Showing results for 
Search instead for 
Did you mean: 
New Contributor I

Intel MKL (2019-2021) no longer threads internally when using MPI


Attached is a test case which exhibits a slowdown in our codes we have been observing recently when we moved our codes from Intel 2018.  This only occurs with MKL and MPI.  We do not observe it when using MKL without MPI.

In Intel 2018 with MPI, blas/lapack calls using MKL would thread internally and we got good performance.  Starting with 2019, when using MPI, the MKL calls do not seem the thread internally anymore. 

In the attached test case, we perform two loops: one we thread ourselves with OpenMP and one we do not thread ourselves.  Within each loop, we call dgemm (other functions also exhibit the issue).  With Intel 2018, both loops perform similarly.  For the non-threaded loop, we can observe that MKL is threading the blas call internally by observing the cpu usage (using top).  However, from Intel 2019 onward, the non-threaded loop does not exhibit any threading when we observe the cpu usage (using top)  and the loop execution time is much slower than the loop we thread explicitly.

Here are timings from our Linux cluster using 4 mpi processes bound to 4 physical nodes (4 process per node) with 16 cores per process.  Our compile line is

mpiifort test_blas.F90  -traceback -O2 -fpp -qopenmp -lmkl_intel_lp64 -lmkl_intel_thread -lmkl_core -lmkl_blacs_intelmpi_lp64 -liomp5 -lpthread -lm -ldl


MKL VERSION                         2018.0.03   2019.0.4            2020.0.4        2021.1
TIME(s) for Non-Threaded:     1.35             1.45                      1.35                1.30
TIME(s) for Threaded :             1.35           16.1                     16.1                16.1

Why did the threading behavior change from 2019 onward?

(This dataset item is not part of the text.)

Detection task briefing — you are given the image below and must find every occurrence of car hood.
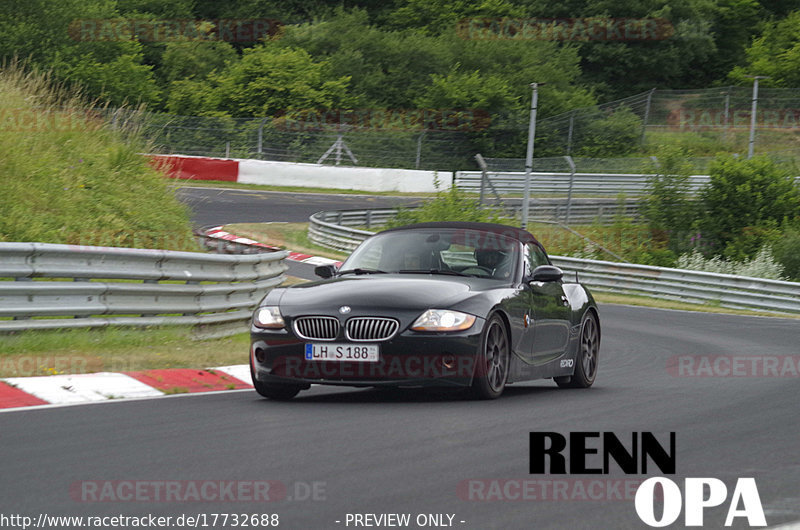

Is there any setting we can set in Intel 2019-2021 to recover the threading behavior of 2018?  If not, can the threading be turned back on in MKL when using MPI in a future release? This is a critical issue for the performance of our code on clusters.



0 Kudos
3 Replies
New Contributor I

So, after more investigation, I tried setting the environmental variable MKL_NUM_THREADS=16 (the number of cores on each cluster nodes), and the timings for 2019-2021 return to the 2018 timings.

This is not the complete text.